In the Alarmingly Cheerful New Subway Cars, New Surveillance Cameras are Watching

On The Town | Dardis McNamee | October 2006

Courtesy of trampicturebook.de

Vienna, July 5: I stepped into the U-Bahn at Nestroyplatz and recoiled at the glare. Was it the jarring yellow walls? The red-orange upholstery? The whiter lights?

A few seconds eyes and mind adjusted. Actually, it didn’t look too bad. Actually I kind of liked it.

I mean, there’s nothing intrinsically wrong with "cheerful," as such, as long as you don’t get carried away with a lot of irresponsible smiling.

I looked around. A teenager listened to the intoxicated thumping of an iPod; a jowly old dodderer frowned into his KronenZeitung; the cropped henna head on the facing bench stared past me into space.

Sigh. Everything was okay. Nothing had changed. The same old reassuring gloom and doom.

For the last several weeks a new announcement has been broadcast over the loud speaker in all U-Bahn stations that many travellers have been feeling harassed by organized begging.

Rather than encourage this behaviour we are urged to make our contributions to support organizations.

So the new subway cars were part of the Vienna Transit Authority’s (Wienerlinien) new  initiative against organized begging and pick-pockets in the subways, problems that have stirred a wave of complaints from the systems riders.

I settled back into my seat and looked up. A slick new poster nodded at me from above the door. Hold Your Handbag Tight! No Chance for Long Fingers. Nearby, a small electric eye stared down. It was a surveillance camera.

Pick pockets?

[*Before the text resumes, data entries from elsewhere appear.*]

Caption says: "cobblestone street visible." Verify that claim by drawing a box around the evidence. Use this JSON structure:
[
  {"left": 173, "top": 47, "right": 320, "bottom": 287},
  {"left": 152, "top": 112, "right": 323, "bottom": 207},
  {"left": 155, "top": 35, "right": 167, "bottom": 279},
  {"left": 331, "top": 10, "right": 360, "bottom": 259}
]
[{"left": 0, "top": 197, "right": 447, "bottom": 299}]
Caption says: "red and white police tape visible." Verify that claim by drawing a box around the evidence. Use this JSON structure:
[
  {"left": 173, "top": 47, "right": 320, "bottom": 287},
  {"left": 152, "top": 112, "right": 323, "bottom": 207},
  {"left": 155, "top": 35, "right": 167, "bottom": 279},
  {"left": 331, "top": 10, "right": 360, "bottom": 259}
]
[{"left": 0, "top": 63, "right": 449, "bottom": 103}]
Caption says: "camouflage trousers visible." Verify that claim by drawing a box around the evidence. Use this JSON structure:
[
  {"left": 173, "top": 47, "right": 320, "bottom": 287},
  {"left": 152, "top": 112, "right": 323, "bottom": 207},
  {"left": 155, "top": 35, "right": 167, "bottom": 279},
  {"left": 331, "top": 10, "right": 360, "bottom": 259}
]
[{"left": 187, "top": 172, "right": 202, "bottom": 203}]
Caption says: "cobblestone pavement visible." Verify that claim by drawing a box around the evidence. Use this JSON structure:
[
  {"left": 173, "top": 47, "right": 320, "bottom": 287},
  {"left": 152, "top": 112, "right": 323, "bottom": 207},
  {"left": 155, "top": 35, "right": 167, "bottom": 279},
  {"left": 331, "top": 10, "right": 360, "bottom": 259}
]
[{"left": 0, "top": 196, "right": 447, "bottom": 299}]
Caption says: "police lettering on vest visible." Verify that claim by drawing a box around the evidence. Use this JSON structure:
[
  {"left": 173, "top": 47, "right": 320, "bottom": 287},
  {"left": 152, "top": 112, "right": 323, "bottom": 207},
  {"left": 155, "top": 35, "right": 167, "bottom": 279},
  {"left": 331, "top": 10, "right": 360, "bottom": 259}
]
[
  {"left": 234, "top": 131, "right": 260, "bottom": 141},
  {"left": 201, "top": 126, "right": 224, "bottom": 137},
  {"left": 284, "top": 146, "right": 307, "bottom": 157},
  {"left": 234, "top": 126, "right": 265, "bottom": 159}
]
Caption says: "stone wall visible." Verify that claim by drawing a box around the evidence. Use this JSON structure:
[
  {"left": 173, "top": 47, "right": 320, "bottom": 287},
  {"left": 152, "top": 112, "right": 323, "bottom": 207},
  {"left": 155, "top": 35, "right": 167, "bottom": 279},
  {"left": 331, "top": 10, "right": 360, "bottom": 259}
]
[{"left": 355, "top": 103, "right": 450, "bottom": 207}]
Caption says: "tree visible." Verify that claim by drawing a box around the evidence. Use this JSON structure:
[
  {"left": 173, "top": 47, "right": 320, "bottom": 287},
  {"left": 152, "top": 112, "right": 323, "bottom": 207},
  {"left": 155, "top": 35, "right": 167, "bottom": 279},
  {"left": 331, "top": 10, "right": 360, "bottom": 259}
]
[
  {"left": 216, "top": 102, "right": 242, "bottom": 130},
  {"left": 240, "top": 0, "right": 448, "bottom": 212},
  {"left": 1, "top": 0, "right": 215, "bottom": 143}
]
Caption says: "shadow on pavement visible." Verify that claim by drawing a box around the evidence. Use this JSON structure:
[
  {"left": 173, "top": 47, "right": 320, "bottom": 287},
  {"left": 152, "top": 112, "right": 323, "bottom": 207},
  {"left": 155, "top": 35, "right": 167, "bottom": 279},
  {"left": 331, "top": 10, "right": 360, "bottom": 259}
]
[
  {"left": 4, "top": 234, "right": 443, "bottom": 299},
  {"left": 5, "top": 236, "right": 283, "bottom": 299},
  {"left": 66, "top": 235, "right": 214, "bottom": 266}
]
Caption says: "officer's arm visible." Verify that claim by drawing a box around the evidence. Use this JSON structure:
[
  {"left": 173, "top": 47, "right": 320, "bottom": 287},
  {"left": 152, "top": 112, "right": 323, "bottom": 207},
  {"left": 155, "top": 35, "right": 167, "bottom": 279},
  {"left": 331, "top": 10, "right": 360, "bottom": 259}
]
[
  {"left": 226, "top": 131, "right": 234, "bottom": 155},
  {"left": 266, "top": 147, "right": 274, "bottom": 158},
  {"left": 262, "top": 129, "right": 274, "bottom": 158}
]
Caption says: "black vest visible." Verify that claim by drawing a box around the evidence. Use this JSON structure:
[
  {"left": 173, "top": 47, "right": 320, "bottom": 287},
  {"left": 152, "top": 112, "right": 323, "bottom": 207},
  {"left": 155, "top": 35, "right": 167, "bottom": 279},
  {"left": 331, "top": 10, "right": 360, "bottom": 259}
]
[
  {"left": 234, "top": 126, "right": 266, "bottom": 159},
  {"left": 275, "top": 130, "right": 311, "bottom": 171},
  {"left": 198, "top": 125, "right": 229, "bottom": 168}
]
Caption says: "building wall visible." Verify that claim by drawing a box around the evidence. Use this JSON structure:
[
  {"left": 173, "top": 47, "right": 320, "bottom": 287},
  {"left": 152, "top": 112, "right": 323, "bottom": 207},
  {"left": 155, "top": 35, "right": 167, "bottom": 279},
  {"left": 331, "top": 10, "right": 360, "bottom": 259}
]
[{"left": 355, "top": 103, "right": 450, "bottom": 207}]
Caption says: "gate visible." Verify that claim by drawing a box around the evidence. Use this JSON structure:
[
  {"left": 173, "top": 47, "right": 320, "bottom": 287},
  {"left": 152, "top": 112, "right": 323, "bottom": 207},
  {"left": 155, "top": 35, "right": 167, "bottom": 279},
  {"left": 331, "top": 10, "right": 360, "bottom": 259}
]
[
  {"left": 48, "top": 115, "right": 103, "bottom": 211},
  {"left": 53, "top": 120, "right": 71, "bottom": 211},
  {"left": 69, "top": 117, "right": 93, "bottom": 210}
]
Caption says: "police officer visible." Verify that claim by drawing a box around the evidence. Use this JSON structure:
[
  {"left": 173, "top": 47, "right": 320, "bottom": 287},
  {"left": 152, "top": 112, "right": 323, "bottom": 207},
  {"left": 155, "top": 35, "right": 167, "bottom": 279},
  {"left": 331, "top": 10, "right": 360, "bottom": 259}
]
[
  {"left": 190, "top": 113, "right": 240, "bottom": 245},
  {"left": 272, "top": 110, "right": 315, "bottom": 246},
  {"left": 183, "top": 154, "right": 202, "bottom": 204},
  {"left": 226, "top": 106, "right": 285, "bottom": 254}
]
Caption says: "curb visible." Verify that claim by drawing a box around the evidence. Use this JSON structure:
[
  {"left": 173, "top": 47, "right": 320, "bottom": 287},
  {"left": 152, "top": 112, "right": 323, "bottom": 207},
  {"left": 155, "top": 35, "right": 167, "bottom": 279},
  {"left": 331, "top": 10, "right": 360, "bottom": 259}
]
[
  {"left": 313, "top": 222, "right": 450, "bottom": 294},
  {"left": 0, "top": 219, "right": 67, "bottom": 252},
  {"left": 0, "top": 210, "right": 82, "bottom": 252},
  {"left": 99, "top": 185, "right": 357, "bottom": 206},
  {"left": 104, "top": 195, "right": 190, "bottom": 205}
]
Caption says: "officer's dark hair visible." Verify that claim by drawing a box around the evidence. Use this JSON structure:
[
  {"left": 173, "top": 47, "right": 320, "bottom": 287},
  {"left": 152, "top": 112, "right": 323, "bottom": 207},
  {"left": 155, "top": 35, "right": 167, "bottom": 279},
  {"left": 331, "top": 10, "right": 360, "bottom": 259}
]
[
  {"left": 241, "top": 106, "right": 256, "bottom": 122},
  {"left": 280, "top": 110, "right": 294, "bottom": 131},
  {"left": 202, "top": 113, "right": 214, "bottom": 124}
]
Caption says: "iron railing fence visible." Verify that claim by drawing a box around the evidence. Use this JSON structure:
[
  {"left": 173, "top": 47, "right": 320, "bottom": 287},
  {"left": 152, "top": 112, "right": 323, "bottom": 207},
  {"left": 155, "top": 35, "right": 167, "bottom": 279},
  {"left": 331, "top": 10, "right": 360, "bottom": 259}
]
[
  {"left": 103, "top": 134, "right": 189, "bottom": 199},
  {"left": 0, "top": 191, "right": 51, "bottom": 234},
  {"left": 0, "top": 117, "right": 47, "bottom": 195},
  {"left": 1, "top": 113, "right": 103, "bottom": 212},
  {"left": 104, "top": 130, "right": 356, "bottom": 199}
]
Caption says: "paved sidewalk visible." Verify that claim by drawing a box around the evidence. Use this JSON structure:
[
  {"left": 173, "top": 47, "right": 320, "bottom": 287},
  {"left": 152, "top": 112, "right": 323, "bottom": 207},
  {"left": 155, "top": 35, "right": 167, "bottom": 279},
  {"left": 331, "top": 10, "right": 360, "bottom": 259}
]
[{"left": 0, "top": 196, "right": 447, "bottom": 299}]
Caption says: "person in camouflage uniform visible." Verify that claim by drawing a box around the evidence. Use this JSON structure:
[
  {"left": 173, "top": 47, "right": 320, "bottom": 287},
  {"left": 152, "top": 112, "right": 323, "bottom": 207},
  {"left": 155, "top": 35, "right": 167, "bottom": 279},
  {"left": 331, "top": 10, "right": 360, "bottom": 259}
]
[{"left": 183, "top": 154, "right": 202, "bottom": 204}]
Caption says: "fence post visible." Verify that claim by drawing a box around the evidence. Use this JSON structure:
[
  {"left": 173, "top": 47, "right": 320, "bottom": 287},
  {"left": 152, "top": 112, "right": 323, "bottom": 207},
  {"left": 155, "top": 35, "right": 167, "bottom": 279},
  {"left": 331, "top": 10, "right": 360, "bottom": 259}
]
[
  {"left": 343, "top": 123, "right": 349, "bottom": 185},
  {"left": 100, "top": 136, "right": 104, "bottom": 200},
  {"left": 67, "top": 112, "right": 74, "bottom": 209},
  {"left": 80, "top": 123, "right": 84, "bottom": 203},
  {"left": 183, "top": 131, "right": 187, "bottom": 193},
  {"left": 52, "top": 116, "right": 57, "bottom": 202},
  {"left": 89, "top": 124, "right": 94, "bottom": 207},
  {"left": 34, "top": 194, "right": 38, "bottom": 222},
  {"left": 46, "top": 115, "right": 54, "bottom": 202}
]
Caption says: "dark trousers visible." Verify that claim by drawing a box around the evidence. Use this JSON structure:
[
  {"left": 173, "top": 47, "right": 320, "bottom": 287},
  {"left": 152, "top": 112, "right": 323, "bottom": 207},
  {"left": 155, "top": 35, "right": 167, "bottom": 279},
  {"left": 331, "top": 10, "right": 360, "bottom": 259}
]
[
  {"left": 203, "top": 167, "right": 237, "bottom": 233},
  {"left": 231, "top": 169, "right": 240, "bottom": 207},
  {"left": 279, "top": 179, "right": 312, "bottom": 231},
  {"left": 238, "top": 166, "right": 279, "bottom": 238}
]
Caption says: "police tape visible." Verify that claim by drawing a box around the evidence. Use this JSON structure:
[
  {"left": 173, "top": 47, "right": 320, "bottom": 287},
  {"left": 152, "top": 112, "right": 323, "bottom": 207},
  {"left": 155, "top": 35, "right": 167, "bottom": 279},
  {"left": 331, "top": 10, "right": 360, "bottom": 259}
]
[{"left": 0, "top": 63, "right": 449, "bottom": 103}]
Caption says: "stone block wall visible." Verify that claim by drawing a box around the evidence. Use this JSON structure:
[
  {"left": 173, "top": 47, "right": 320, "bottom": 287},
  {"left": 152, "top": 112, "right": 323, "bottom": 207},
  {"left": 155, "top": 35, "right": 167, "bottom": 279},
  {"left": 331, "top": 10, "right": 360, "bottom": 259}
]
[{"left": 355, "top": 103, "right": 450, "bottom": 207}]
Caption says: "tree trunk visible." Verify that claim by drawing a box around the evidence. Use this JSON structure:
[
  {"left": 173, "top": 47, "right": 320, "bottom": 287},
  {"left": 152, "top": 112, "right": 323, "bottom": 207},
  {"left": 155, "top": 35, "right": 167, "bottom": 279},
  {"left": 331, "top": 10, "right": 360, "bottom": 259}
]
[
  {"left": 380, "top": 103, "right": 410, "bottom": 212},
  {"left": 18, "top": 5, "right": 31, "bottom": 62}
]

In the Vienna U-Bahn? Well, pick pockets aren’t exactly the problem Wienerlinien spokeswoman Brigitte Gindl admitted to the Viennese daily, Der Standard: In the first six months of 2006, the Wiener Linien’s c. 375 million riders had reported a total of 15 incidents in the entire 120-line system.

The complaints were about the beggars and  buskers, people strolling through the trains with an accordion or a guitar, singing for their supper.

In May alone the Authority received 68 complaints: "In a moving train there is no way to escape," Gindl sympathized. But even that the Viennese socialist traditions might have been able to swallow. "The worst of it was that a lot of the buskers play extremely out of tune."